## Line Chart: Pass@k (%) vs. k
### Overview
The image is a line chart comparing the performance of four different models (RL, SFT, MT, and Base) based on the "Pass@k (%)" metric for varying values of 'k' (1, 2, and 3). The chart displays how the performance of each model changes as 'k' increases.
### Components/Axes
* **X-axis:** 'k' (values: 1, 2, 3)
* **Y-axis:** Pass@k (%) (values: 5.0, 7.5, 10.0, 12.5, 15.0, 17.5)
* **Legend:** Located on the right side of the chart.
* Red line: RL
* Orange line: SFT
* Purple line: MT
* Blue line: Base
### Detailed Analysis
* **RL (Red):** The red line represents the RL model. It starts at approximately 11.7% at k=1, increases to about 13.3% at k=2, and reaches approximately 14.3% at k=3. The trend is upward, indicating improved performance with increasing 'k'.
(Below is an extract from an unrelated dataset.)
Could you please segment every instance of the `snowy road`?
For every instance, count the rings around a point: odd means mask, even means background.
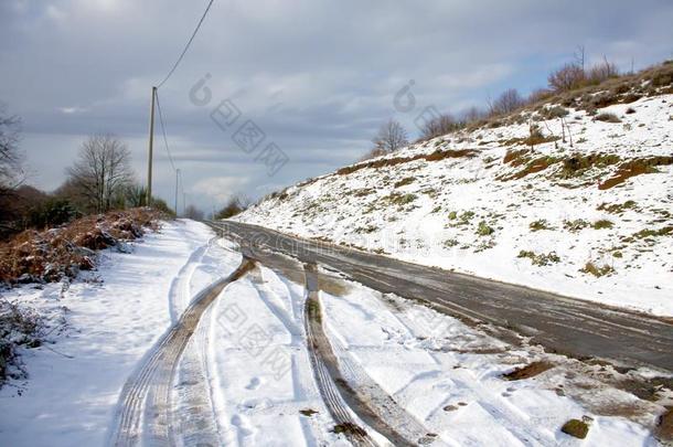
[[[295,238],[256,225],[211,225],[237,238],[253,257],[256,247],[265,247],[331,266],[376,290],[431,301],[452,316],[490,323],[495,330],[509,328],[552,352],[673,371],[670,319]]]
[[[109,254],[100,283],[57,301],[77,318],[54,347],[73,355],[26,353],[22,395],[2,390],[0,444],[574,446],[560,427],[581,418],[585,445],[656,445],[673,393],[651,370],[503,342],[327,263],[242,252],[182,221]]]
* **SFT (Orange):** The orange line represents the SFT model. It starts at approximately 12.3% at k=1, increases to about 14.0% at k=2, and reaches approximately 15.7% at k=3. The trend is upward, indicating improved performance with increasing 'k'.
* **MT (Purple):** The purple line represents the MT model. It starts at approximately 12.7% at k=1, increases to about 15.3% at k=2, and reaches approximately 16.7% at k=3. The trend is upward, indicating improved performance with increasing 'k'.
* **Base (Blue):** The blue line represents the Base model. It starts at approximately 8.7% at k=1, increases to about 12.0% at k=2, and reaches approximately 12.3% at k=3. The trend is upward, indicating improved performance with increasing 'k'.
### Key Observations
* The MT model consistently outperforms the other models across all values of 'k'.
* The Base model has the lowest performance compared to the other models.
* All models show an increase in "Pass@k (%)" as 'k' increases from 1 to 3.
* The performance gap between the Base model and the other models narrows slightly as 'k' increases.
### Interpretation
The chart demonstrates that increasing the value of 'k' generally improves the "Pass@k (%)" metric for all models tested. The MT model exhibits the best performance, suggesting it is the most effective among the four models. The Base model's lower performance indicates it may benefit from further optimization or a different approach. The upward trends for all models suggest that allowing for more attempts ('k') leads to a higher probability of passing the evaluation criteria.